Pin boys were paid six cents a game for five pins and 10 cents a game for ten pins and were the highest in Hamilton. At the end of their shifts, owner Carl Balon let them bowl for the cost of paying the pin-boy. The ball returns were above lane. A hazard for the courageous pin-boys were flying pins resulting in many bruises but nothing serious. A couple of times an “injured” boy would send a ball back down the lane at the offending bowler, usually missing him. Once in a while a satisfied bowler would throw money, usually quarters down the lane for the boys. To set the pins, a lever was pushed down with the foot and 12 spikes were raised just above the pin deck. The two “extra” spikes were for the placement of the middle two five pins. The original “count” for five pins from the left was 4, 2, 1, 3 and 5 and the 4-pin was the “counter” pin. If you didn’t knock it down, you receive nothing for the frame. If you fouled you would receive a score of minus 15 for the frame making it possible to record a minus game. No records of a minus game are known, but a “zero” game is in the books. Later the pins were re-numbered 2,3,5,3 and 2 with no counter pin.

After the leagues were visited for the night, the doors were locked and “pot” games took place with Balon, Leo Gral, Gabe Bihary, Stan Prokop, Jim Bonk, Don Watson, and others. League high averages were usually in the 175 to 180 range. Many of the year-end banquets were held at the recently demolished City Motor Hotel. When Queen Elizabeth visited Canada, she passed right in front of Queenston Bowl and Carl was out front waving a Canadian flag.
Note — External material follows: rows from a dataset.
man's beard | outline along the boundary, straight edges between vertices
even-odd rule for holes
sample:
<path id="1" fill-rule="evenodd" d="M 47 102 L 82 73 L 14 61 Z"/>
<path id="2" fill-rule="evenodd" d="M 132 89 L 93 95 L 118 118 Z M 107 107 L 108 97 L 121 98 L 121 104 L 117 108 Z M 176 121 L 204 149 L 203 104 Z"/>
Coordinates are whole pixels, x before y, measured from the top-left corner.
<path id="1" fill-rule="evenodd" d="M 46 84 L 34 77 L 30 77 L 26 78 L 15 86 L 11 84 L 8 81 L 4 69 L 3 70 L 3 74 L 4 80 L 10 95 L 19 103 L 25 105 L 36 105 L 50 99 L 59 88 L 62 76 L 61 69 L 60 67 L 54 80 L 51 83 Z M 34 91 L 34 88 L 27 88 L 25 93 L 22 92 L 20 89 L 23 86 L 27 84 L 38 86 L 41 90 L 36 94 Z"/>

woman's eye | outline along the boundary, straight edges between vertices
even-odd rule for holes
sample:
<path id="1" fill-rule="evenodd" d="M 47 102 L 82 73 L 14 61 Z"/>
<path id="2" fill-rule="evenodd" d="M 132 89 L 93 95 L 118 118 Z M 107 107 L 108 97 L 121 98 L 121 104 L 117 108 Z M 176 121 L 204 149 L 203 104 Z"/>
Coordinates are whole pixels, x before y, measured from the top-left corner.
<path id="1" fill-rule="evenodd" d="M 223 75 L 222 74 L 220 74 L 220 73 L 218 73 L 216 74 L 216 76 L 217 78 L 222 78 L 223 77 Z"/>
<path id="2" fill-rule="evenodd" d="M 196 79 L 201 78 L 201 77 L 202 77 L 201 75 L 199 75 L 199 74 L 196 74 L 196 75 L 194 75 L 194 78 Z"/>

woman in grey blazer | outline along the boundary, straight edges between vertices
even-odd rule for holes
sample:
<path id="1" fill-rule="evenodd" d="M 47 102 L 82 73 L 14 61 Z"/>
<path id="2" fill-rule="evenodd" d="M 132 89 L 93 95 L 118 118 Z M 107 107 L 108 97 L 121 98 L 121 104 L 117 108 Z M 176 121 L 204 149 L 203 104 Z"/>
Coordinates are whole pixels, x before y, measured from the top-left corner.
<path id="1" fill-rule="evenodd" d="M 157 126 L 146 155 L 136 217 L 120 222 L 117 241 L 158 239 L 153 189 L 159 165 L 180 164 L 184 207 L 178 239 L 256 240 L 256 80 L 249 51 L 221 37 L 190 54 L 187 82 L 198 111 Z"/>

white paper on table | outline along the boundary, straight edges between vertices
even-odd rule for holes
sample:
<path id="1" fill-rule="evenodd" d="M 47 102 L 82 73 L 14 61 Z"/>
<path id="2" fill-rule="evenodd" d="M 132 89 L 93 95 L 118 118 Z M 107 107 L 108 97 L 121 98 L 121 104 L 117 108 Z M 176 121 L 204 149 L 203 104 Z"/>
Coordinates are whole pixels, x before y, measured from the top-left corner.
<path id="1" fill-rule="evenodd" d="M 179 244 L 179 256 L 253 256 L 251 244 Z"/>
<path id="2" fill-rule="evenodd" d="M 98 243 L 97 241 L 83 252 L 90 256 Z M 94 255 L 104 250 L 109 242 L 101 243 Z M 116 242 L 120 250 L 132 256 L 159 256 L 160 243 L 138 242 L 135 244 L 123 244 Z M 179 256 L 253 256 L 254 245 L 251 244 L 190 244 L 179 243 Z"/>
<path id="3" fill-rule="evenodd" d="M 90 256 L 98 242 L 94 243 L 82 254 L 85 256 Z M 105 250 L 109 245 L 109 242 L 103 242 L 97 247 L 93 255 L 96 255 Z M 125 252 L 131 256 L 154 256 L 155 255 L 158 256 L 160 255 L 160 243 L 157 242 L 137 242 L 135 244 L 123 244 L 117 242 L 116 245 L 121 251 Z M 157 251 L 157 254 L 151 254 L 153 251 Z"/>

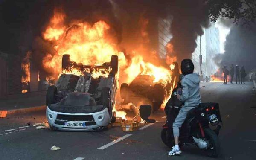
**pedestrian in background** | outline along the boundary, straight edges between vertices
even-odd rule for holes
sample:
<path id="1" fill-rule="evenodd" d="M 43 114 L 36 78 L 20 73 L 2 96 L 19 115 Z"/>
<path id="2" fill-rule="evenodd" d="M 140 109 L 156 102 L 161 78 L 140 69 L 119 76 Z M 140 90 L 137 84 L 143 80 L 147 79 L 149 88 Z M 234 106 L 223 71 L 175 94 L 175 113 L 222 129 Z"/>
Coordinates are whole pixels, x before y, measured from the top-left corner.
<path id="1" fill-rule="evenodd" d="M 236 82 L 237 84 L 237 80 L 238 80 L 238 83 L 240 84 L 240 70 L 238 65 L 236 66 Z"/>
<path id="2" fill-rule="evenodd" d="M 224 84 L 227 84 L 227 76 L 229 74 L 229 71 L 227 69 L 227 66 L 224 66 L 224 69 L 223 70 L 223 72 L 224 73 L 224 76 L 223 77 L 223 79 L 224 79 Z"/>
<path id="3" fill-rule="evenodd" d="M 233 78 L 234 78 L 234 74 L 235 74 L 235 68 L 234 67 L 234 64 L 231 64 L 231 67 L 230 67 L 230 76 L 231 76 L 230 83 L 233 83 Z"/>
<path id="4" fill-rule="evenodd" d="M 245 72 L 245 70 L 244 70 L 244 67 L 243 66 L 241 67 L 240 73 L 241 76 L 241 84 L 244 82 L 244 84 L 245 84 L 245 83 L 244 83 L 244 79 L 246 76 L 246 73 Z"/>

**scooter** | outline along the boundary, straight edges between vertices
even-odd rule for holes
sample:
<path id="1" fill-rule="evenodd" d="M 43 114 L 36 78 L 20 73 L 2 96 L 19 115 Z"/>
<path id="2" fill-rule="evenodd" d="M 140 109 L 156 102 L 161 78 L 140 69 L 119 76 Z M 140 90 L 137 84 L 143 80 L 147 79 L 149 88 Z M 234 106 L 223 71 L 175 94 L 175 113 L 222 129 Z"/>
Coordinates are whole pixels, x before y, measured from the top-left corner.
<path id="1" fill-rule="evenodd" d="M 175 96 L 177 95 L 177 89 L 174 91 L 172 96 Z M 175 97 L 174 97 L 175 99 Z M 175 101 L 173 99 L 170 99 L 166 104 L 165 111 L 167 119 L 161 133 L 163 143 L 170 148 L 174 145 L 172 124 L 181 107 L 175 105 L 175 103 L 177 103 L 177 102 L 173 102 Z M 221 148 L 218 137 L 221 128 L 220 123 L 222 125 L 219 104 L 201 103 L 198 107 L 189 112 L 186 120 L 180 128 L 179 145 L 181 147 L 184 144 L 195 145 L 200 149 L 206 151 L 209 156 L 218 157 Z M 215 128 L 212 129 L 213 127 Z"/>

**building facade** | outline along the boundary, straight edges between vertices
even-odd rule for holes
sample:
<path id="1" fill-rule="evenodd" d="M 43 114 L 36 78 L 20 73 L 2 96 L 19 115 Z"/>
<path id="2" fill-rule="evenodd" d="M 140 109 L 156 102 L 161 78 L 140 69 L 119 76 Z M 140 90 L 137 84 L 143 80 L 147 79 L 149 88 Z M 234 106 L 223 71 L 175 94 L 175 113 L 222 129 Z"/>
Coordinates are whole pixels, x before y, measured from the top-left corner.
<path id="1" fill-rule="evenodd" d="M 220 53 L 219 30 L 214 23 L 206 29 L 207 73 L 208 76 L 213 75 L 218 69 L 214 61 L 216 54 Z"/>
<path id="2" fill-rule="evenodd" d="M 219 30 L 215 24 L 211 23 L 210 27 L 203 29 L 203 30 L 204 35 L 197 38 L 197 47 L 191 58 L 195 65 L 194 72 L 200 74 L 200 54 L 202 55 L 202 74 L 205 78 L 214 74 L 218 69 L 214 57 L 220 53 L 220 50 Z"/>

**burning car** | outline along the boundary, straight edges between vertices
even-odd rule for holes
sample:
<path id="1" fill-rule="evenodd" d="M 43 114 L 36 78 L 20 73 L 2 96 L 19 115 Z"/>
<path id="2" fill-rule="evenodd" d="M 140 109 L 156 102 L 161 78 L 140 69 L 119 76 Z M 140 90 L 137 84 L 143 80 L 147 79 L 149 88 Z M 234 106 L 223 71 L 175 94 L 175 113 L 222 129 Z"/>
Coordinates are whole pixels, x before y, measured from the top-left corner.
<path id="1" fill-rule="evenodd" d="M 118 57 L 101 66 L 70 61 L 64 55 L 62 72 L 48 88 L 46 116 L 56 130 L 101 130 L 115 119 L 112 109 L 117 88 Z"/>
<path id="2" fill-rule="evenodd" d="M 165 100 L 168 100 L 174 84 L 179 78 L 177 63 L 174 62 L 172 66 L 172 77 L 166 81 L 155 82 L 154 75 L 139 74 L 129 85 L 122 84 L 120 95 L 124 99 L 123 104 L 132 102 L 136 105 L 152 105 L 152 112 L 158 110 Z M 143 99 L 142 102 L 142 99 Z"/>

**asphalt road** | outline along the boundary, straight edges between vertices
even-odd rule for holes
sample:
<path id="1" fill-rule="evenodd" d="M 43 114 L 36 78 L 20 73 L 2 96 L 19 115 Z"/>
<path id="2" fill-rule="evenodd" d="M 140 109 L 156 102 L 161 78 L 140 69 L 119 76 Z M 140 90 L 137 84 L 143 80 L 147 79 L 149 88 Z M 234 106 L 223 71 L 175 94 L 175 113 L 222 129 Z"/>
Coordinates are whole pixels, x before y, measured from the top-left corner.
<path id="1" fill-rule="evenodd" d="M 256 160 L 256 95 L 252 83 L 201 86 L 203 102 L 220 104 L 224 126 L 217 159 Z M 170 149 L 160 137 L 165 121 L 162 111 L 152 115 L 159 122 L 132 132 L 123 132 L 119 127 L 100 132 L 35 129 L 33 124 L 46 121 L 45 116 L 44 112 L 37 112 L 0 119 L 0 160 L 213 159 L 195 146 L 185 146 L 180 156 L 168 156 Z M 28 122 L 32 125 L 27 126 Z M 61 150 L 51 151 L 53 145 Z"/>

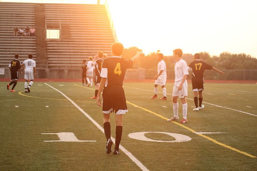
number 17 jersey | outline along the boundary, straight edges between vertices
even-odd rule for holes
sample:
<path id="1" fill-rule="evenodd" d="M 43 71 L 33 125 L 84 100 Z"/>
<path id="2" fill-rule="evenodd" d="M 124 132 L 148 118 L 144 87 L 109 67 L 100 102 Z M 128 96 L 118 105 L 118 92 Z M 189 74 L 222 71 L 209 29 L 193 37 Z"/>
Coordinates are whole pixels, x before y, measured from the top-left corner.
<path id="1" fill-rule="evenodd" d="M 104 60 L 100 76 L 107 78 L 105 87 L 123 85 L 126 71 L 133 65 L 132 60 L 113 56 Z"/>

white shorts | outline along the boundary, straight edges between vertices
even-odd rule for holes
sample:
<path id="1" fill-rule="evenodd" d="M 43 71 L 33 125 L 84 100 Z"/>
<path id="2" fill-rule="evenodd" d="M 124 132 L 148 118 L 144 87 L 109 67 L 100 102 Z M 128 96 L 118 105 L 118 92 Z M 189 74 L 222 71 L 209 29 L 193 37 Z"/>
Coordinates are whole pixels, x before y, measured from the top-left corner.
<path id="1" fill-rule="evenodd" d="M 167 75 L 164 74 L 161 75 L 155 80 L 154 84 L 156 85 L 160 85 L 161 86 L 165 85 L 166 82 L 167 81 Z"/>
<path id="2" fill-rule="evenodd" d="M 32 70 L 26 70 L 24 74 L 24 78 L 25 80 L 34 80 L 34 76 L 33 71 Z"/>
<path id="3" fill-rule="evenodd" d="M 178 86 L 181 81 L 182 80 L 180 80 L 178 81 L 176 81 L 174 83 L 172 96 L 179 96 L 180 98 L 183 98 L 185 96 L 187 96 L 187 82 L 186 80 L 182 85 L 182 89 L 179 91 L 178 90 Z"/>
<path id="4" fill-rule="evenodd" d="M 88 77 L 93 77 L 94 75 L 94 70 L 87 70 L 87 76 Z"/>

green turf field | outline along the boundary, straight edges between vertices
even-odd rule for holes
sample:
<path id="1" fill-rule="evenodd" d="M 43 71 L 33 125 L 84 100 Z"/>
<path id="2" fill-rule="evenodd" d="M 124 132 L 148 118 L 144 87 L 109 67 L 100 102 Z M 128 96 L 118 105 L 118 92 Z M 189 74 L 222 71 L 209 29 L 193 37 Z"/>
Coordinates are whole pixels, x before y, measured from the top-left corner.
<path id="1" fill-rule="evenodd" d="M 101 109 L 89 99 L 93 90 L 74 85 L 80 83 L 47 83 L 103 127 Z M 15 93 L 6 89 L 7 84 L 0 82 L 0 170 L 140 170 L 130 158 L 145 170 L 257 170 L 257 84 L 205 84 L 203 101 L 208 104 L 194 112 L 193 101 L 188 99 L 188 122 L 181 125 L 165 120 L 173 115 L 171 95 L 166 101 L 152 100 L 153 83 L 125 84 L 129 112 L 123 116 L 121 144 L 131 156 L 121 150 L 118 155 L 106 154 L 105 137 L 95 123 L 44 83 L 35 82 L 31 92 L 26 94 L 19 93 L 24 83 L 18 83 Z M 172 86 L 167 84 L 168 93 L 172 93 Z M 191 88 L 188 84 L 188 98 L 192 99 Z M 162 93 L 158 96 L 162 97 Z M 114 117 L 111 122 L 115 137 Z M 184 135 L 180 137 L 182 140 L 185 136 L 192 139 L 160 142 L 128 136 L 142 132 L 179 134 Z M 73 133 L 78 140 L 95 141 L 45 142 L 59 139 L 56 134 L 41 134 L 59 133 Z M 145 136 L 154 140 L 176 139 L 163 133 Z"/>

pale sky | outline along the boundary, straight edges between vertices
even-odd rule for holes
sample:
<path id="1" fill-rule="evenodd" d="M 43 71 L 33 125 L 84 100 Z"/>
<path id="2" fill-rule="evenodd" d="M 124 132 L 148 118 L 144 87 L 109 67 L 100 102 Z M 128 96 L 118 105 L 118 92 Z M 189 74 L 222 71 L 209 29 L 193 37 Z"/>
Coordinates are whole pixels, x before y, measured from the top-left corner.
<path id="1" fill-rule="evenodd" d="M 257 57 L 257 1 L 108 0 L 119 41 L 146 54 L 224 52 Z"/>

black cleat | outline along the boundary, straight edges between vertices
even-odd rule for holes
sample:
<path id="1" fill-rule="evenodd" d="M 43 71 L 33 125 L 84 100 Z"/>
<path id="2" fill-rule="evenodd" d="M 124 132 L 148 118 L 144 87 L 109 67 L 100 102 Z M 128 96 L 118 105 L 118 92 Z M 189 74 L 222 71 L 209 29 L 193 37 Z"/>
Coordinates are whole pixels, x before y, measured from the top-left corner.
<path id="1" fill-rule="evenodd" d="M 109 154 L 112 152 L 112 145 L 113 143 L 112 139 L 111 138 L 108 139 L 106 142 L 106 149 L 105 150 L 105 152 L 107 154 Z"/>
<path id="2" fill-rule="evenodd" d="M 113 150 L 113 154 L 120 154 L 120 151 L 119 151 L 119 150 L 117 150 L 115 148 L 114 148 L 114 150 Z"/>

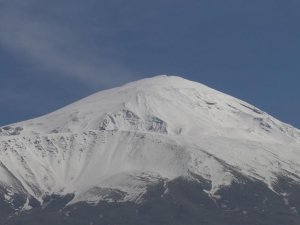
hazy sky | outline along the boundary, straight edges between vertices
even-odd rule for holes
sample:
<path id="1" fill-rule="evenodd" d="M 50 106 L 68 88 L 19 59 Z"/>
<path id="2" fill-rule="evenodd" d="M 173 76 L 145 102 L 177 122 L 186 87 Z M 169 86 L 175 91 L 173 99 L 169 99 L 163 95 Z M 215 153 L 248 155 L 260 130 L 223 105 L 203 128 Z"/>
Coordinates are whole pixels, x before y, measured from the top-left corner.
<path id="1" fill-rule="evenodd" d="M 180 75 L 300 127 L 299 0 L 0 0 L 0 125 Z"/>

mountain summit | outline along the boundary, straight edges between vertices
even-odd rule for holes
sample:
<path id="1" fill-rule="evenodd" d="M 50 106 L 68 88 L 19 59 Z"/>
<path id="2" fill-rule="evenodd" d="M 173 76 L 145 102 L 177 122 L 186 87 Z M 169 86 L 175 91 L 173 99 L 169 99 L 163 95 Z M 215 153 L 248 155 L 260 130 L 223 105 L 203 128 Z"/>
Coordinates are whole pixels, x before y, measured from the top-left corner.
<path id="1" fill-rule="evenodd" d="M 298 129 L 176 76 L 101 91 L 0 128 L 0 195 L 17 211 L 68 195 L 68 206 L 142 204 L 150 187 L 162 184 L 163 198 L 182 179 L 201 184 L 199 195 L 217 205 L 224 190 L 259 183 L 295 213 L 281 181 L 299 183 L 299 162 Z"/>

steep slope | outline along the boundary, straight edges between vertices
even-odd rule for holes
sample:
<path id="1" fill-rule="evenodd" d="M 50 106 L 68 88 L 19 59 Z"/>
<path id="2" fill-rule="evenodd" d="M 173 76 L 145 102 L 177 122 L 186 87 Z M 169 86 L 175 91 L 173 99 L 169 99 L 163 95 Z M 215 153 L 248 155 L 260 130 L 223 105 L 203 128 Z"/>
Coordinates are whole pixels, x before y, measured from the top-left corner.
<path id="1" fill-rule="evenodd" d="M 149 186 L 183 177 L 218 192 L 240 177 L 276 189 L 300 181 L 300 131 L 205 85 L 157 76 L 102 91 L 48 115 L 0 128 L 0 186 L 45 203 L 140 202 Z M 202 190 L 199 190 L 202 191 Z"/>

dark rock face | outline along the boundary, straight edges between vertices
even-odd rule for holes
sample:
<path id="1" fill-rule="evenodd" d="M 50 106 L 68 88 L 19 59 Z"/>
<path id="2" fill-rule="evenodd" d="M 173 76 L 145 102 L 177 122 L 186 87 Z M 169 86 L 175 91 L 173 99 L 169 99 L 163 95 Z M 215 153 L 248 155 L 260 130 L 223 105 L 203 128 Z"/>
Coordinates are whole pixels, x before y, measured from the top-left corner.
<path id="1" fill-rule="evenodd" d="M 49 196 L 45 205 L 30 203 L 15 212 L 0 201 L 4 225 L 299 225 L 300 185 L 279 179 L 277 194 L 265 184 L 240 178 L 239 183 L 209 197 L 208 182 L 177 179 L 150 186 L 140 204 L 100 202 L 66 206 L 73 196 Z M 166 191 L 167 190 L 167 191 Z M 284 194 L 283 194 L 284 193 Z M 219 197 L 218 197 L 219 196 Z"/>

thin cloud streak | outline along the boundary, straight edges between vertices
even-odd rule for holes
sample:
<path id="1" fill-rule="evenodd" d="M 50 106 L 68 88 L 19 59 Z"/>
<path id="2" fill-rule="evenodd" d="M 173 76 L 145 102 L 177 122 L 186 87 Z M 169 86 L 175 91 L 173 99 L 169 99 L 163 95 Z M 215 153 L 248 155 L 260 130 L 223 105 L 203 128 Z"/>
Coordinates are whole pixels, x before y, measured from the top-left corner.
<path id="1" fill-rule="evenodd" d="M 0 10 L 0 44 L 22 59 L 87 85 L 112 86 L 135 79 L 126 66 L 95 51 L 79 31 L 30 15 L 35 1 L 12 1 Z"/>

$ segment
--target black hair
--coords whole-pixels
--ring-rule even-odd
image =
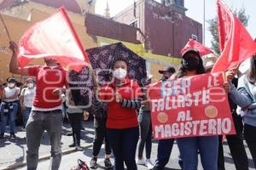
[[[198,56],[198,59],[199,59],[199,65],[196,69],[196,74],[199,75],[199,74],[204,74],[206,73],[206,69],[204,67],[204,65],[203,65],[203,60],[202,59]],[[178,71],[177,71],[177,78],[181,78],[184,76],[186,76],[186,68],[184,67],[183,64],[183,61],[181,61],[181,65],[178,68]]]
[[[256,54],[251,57],[250,62],[251,66],[247,73],[247,78],[250,83],[254,84],[256,82]]]

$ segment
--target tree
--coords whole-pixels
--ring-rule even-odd
[[[241,8],[239,11],[236,9],[235,11],[233,11],[233,13],[237,16],[237,18],[245,26],[247,26],[249,16],[246,15],[244,8]],[[214,19],[208,20],[207,23],[210,25],[208,30],[212,36],[212,40],[211,41],[212,48],[217,54],[220,54],[217,16]]]

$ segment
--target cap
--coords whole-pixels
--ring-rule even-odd
[[[164,72],[175,73],[175,69],[172,66],[166,67],[164,70],[159,71],[160,74],[163,74]]]
[[[199,51],[197,51],[196,49],[195,49],[195,48],[189,48],[186,49],[186,50],[182,54],[183,58],[184,58],[184,56],[185,56],[186,54],[188,54],[189,53],[195,54],[196,54],[198,57],[201,57]]]
[[[212,60],[209,60],[206,63],[205,65],[205,68],[206,69],[210,69],[210,68],[212,68],[214,65],[214,62]]]

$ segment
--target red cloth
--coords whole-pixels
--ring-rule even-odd
[[[66,71],[58,65],[57,68],[49,66],[30,66],[28,74],[36,76],[37,88],[33,105],[38,108],[51,109],[61,105],[61,97],[53,94],[56,88],[67,85]]]
[[[137,82],[126,78],[121,88],[114,83],[105,84],[100,91],[100,99],[108,102],[107,128],[124,129],[138,126],[136,110],[122,107],[114,99],[115,92],[119,92],[123,99],[134,99],[141,94],[141,88]]]
[[[207,48],[203,44],[201,44],[191,38],[189,38],[189,40],[188,43],[185,45],[185,47],[183,48],[182,48],[182,50],[180,51],[180,54],[183,54],[183,53],[189,48],[196,49],[200,53],[201,55],[207,55],[209,54],[212,54],[212,49],[210,49],[209,48]]]
[[[49,18],[36,23],[20,40],[18,62],[20,67],[33,59],[44,57],[53,58],[77,71],[82,68],[83,61],[89,63],[64,8]],[[74,65],[74,63],[78,65]]]
[[[256,54],[256,43],[223,0],[217,1],[221,55],[212,72],[225,71]]]

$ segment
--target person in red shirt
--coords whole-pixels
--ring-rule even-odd
[[[113,82],[101,88],[99,98],[107,102],[107,136],[114,156],[114,169],[137,170],[135,161],[139,128],[137,109],[140,108],[141,88],[127,76],[128,64],[118,60],[113,64]]]
[[[55,60],[44,58],[44,66],[20,68],[17,62],[17,45],[10,42],[13,52],[9,71],[13,74],[35,76],[36,94],[26,126],[27,169],[37,169],[38,149],[44,130],[48,132],[51,145],[52,170],[59,169],[61,161],[62,105],[61,92],[67,86],[66,71]]]

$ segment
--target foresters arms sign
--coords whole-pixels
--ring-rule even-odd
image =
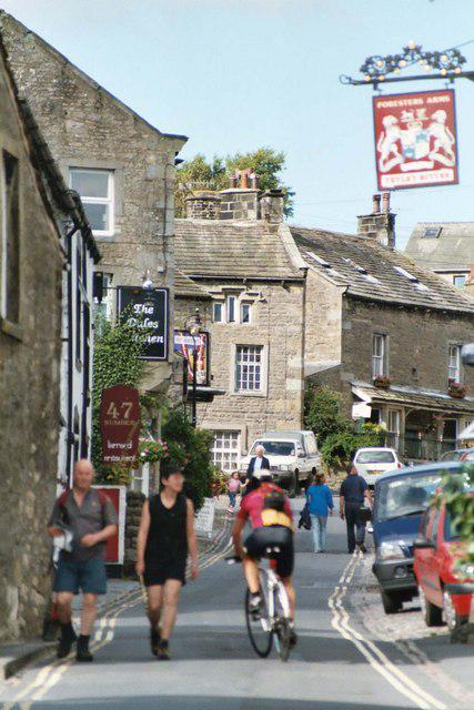
[[[141,359],[168,359],[168,288],[118,288],[119,317],[145,332]]]
[[[374,97],[379,190],[458,183],[454,91]]]
[[[115,385],[102,389],[100,428],[102,463],[130,464],[137,458],[141,427],[138,389]]]

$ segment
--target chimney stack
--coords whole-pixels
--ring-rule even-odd
[[[375,240],[387,248],[395,248],[395,215],[390,211],[390,192],[382,193],[382,196],[373,195],[372,214],[357,217],[357,234]]]

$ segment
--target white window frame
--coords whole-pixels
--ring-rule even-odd
[[[243,310],[249,308],[249,321],[243,320]],[[241,325],[250,325],[252,323],[252,304],[246,302],[241,302],[240,304],[240,322]]]
[[[377,354],[376,343],[381,343],[381,353]],[[386,377],[386,335],[374,333],[372,336],[372,377]]]
[[[461,383],[461,345],[452,343],[447,352],[447,382]]]
[[[221,307],[221,317],[215,317],[215,306]],[[212,323],[225,323],[225,304],[222,301],[214,301],[212,304]]]
[[[238,383],[238,355],[240,348],[260,348],[260,389],[241,389]],[[244,397],[265,397],[268,392],[268,347],[262,343],[235,343],[232,348],[231,392]]]
[[[239,429],[214,429],[213,435],[214,439],[211,447],[211,454],[214,466],[219,466],[221,470],[225,473],[239,470],[241,459],[241,432]],[[222,446],[218,446],[218,439],[222,440]],[[230,446],[224,445],[225,440],[230,443]],[[226,454],[229,454],[231,464],[230,468],[224,468],[224,466],[222,466],[222,459]],[[234,460],[233,457],[235,457]]]
[[[87,204],[105,204],[109,207],[109,229],[108,230],[92,230],[94,236],[113,236],[115,227],[115,189],[114,189],[114,171],[104,168],[69,168],[69,186],[72,189],[72,174],[73,173],[107,173],[108,174],[108,190],[107,197],[89,197],[88,195],[81,195],[81,202]]]

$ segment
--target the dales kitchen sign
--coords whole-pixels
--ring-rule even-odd
[[[119,316],[147,329],[141,359],[168,359],[169,291],[168,288],[118,288]]]

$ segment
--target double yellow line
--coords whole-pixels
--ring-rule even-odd
[[[352,581],[355,569],[361,559],[361,554],[354,552],[350,561],[345,566],[337,585],[329,598],[329,607],[332,612],[332,627],[341,633],[341,636],[351,641],[355,648],[364,656],[377,673],[397,690],[400,693],[409,698],[416,708],[422,710],[446,710],[444,702],[434,698],[413,681],[406,673],[397,668],[387,656],[370,639],[365,638],[350,625],[350,616],[343,606],[344,597]]]

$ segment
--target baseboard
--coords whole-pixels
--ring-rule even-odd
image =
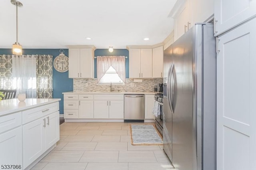
[[[124,119],[65,119],[65,122],[124,122]]]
In 1974, Queenston Bowl was only five pins with automatic machines until closing in mid-1987. It re-opened with several different businesses, such as auto repairs and a dance studio. It was originally owned by Balon until he sold it to Joe and Frank Pastrak.

Karol Elias Balon was born near Krakow, Poland in 1918, the second youngest of nine. By the time he graduated from Stanislaw State College in 1937 he was an accomplished alpine skier, spoke six languages and could play several musical instruments. During the Second World War he was active in the Polish underground. In 1976 the future Pope John Paul II, one of his college friends, came to Canada and visited Balon in Winona. On another occasion, the Pope asked for Balon’s daughter, Maria, an Air Canada stewardess, to accompany him on his trip home to Italy. One of Balon’s prized possessions was a photo of them on the plane.

After the war Balon travelled to Italy, England and in 1949, Canada. In the early 1950s he opened Blondie’s Lunch and in 1954 converted it to the 10 lane bowling alley. Balon also found time to operate Hamilton Travel Bureau, first on James Street South then on Barton near Civic stadium.

There were only two tenpin leagues there during Balon’s tenure: Tiny Tens on Tuesday and Queenston Mixed on Saturday. Some of the five-pin leagues were Barber, Teenagers, Liquid Air, Comstock, Firestone and Neighbourhood. At the end of each bowling season, Balon hosted a party for all his pin-boys at his Winona home where there was a tennis court and an in-ground swimming pool.

Balon also built a ski run on a part of the escarpment. Anyone who visited his Winona home was assured of food and drink, usually brandy. A saying of his was “Eat and drink. Don’t you remember when we didn’t have anything to eat and drink. Eat and drink, life is short.”

Carl Balon, who was inducted into the Hamilton Tenpin Hall of Fame in 1982, passed away May 19, 1999 in his 82nd year and his obituary was prominent in the Hamilton Spectator on June 12, 1999.